И когда он, наконец, заговорил, я почувствовал, что у меня на мгновение остановилось сердце.
– Что такое? – он смотрел на меня, чуть нахмурившись, но это была отнюдь не враждебность. Скорее, тревожность. На какой-то миг мне захотелось вновь обнять его, чтобы это прекрасное лицо прояснилось, но я снова, разумеется, не сделал этого. Мои порывы тревожили меня. Последние события совершенно выбили меня из колеи, и я каждый раз боялся, что потеряю над собой контроль и натворю непоправимое. Мне нужно было научиться контролировать себя в его присутствии. Я решил начать с прикосновения.
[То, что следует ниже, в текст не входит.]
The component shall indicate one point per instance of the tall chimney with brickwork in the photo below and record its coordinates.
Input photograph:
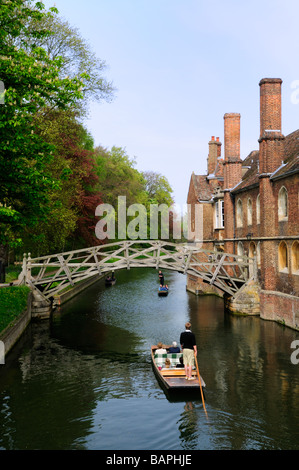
(271, 154)
(271, 138)
(214, 146)
(232, 172)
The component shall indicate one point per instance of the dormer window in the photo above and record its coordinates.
(219, 213)
(282, 204)
(239, 213)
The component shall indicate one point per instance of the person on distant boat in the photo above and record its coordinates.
(188, 344)
(174, 348)
(160, 349)
(181, 363)
(167, 363)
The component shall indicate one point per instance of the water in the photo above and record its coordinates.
(84, 380)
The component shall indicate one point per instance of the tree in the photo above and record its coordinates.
(32, 81)
(158, 188)
(66, 41)
(71, 206)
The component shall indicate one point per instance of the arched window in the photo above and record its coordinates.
(240, 249)
(295, 258)
(283, 257)
(258, 210)
(239, 213)
(249, 212)
(251, 254)
(258, 254)
(282, 204)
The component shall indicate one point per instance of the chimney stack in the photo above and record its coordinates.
(214, 146)
(271, 138)
(232, 160)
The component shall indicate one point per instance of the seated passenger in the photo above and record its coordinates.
(181, 364)
(167, 363)
(160, 349)
(174, 348)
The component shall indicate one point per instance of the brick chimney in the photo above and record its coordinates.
(271, 154)
(271, 138)
(214, 152)
(232, 173)
(232, 160)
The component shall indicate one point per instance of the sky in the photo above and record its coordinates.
(178, 66)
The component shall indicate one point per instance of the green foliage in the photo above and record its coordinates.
(13, 302)
(32, 81)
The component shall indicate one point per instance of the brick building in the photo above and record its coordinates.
(252, 205)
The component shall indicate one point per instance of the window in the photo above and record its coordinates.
(295, 258)
(282, 204)
(283, 257)
(219, 214)
(240, 249)
(239, 213)
(249, 212)
(258, 255)
(258, 210)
– Ничего, просто я до сих пор не могу прийти в себя… – тихо сказал я и, решившись, встал с дивана и приблизился к нему.
Совершенно неожиданно, словно для него это было в порядке вещей, он позволил взять себя за руку, хотя моё поведение выглядело несколько…странно для мужчины. Тут я совершенно ясно понял, что он тоже взволнован. Сжимая в пальцах его запястье и ладонь, я чувствовал отчётливый, быстрый стук сердца. На лице Париса наконец появились эмоции: губы приоткрылись, а глаза чуть расширились, заблестев, и я в очередной раз поразился тому, как же он красив. Архангел, всегда держащий на поясе острый клинок.
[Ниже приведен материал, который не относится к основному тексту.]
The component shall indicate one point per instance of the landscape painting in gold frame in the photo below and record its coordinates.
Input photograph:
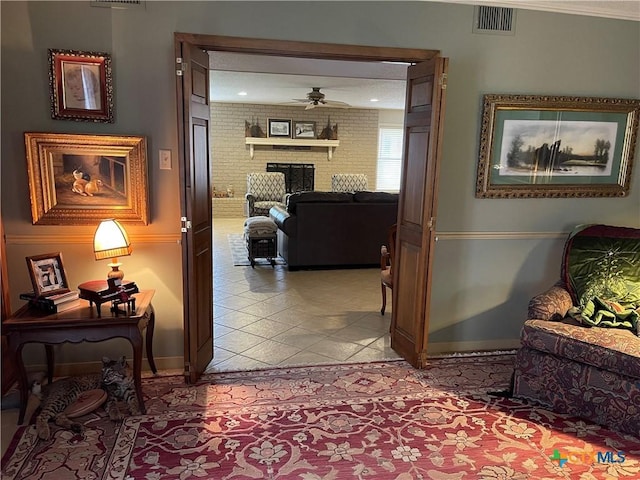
(83, 179)
(553, 146)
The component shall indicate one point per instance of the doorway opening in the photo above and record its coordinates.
(276, 317)
(194, 135)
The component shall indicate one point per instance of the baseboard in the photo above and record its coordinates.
(472, 346)
(68, 369)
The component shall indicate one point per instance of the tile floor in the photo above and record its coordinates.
(268, 316)
(265, 317)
И в этой дрожащей, напряжённой тишине мы переплели пальцы, наконец ощутив такую близость, какой не существовало даже между возлюбленными. Мы были единым целым, одной плотью и кровью, одной мыслью. Наши губы одновременно шевельнулись, складывая звуки в слово:
«Брат».
После вернулся опекун Париса и сообщил, что Аарон отбыл, и я теперь могу спокойно оставаться у них погостить. Парис снова сидел с каменным выражением лица, словно бы те сияющие глаза и живой рот привиделись мне в приступе дурного волнения. Видимо, ему было очень не по себе от всего происходящего. Впрочем, как и мне.
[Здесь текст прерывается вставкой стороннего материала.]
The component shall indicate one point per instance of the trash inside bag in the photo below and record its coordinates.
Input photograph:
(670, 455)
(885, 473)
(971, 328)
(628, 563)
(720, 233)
Оставив Париса и его покровителя, я вместе со служанкой Люси поднялся на второй этаж в отведённую мне гостевую комнату.
Но брат вёл себя странно. Хотя сам я был не лучше. В первую ночь моего пребывания в этом поместье разыгралась гроза. Это было ужасно. Я всегда жутко боялся грозы. Я понимал, что это всего лишь проявление стихии, всего лишь погода, но дикий, какой-то животный ужас, совершенно чуждый моему разуму и воле, завладевал всем моим существом в такие моменты. Едва ли понимая, что делаю, я вышел из комнаты и, открыв дверь комнаты Париса, находившуюся неподалеку от моей собственной, тихо вошёл и скользнул к нему под одеяло.
Разумеется, наутро он очень удивился, обнаружив меня рядом с собой. На вопрос, что я делаю в его постели, я неубедительно солгал, что просто хочу быть ближе к нему всё время пребывания в Лондоне. Солгал – и сам же ужаснулся тому бреду, что несу. Я никогда не умел врать и ложь моя слышалась ещё более подозрительно, чем правда.
Он снисходительно улыбнулся, как старшие улыбаются маленьким детям, и в мягкой форме дал понять, что он всё понимает, но ему всё ещё не по себе от этого, так как мы с ним познакомились только вчера. Что за бред я нёс тогда, не помню, но дело дошло до совершенно детской борьбы. В итоге я оказался повержен и… не понимаю, в чём было дело, но взгляд брата в тот момент был так похож на взгляд Дэвида, что я невольно похолодел и вжался в матрас, томимый невозможным желанием провалиться под кровать. Спустя мгновение он отшатнулся от меня, и, пробурчав «я сейчас вернусь», вышел из комнаты, закрыв дверь.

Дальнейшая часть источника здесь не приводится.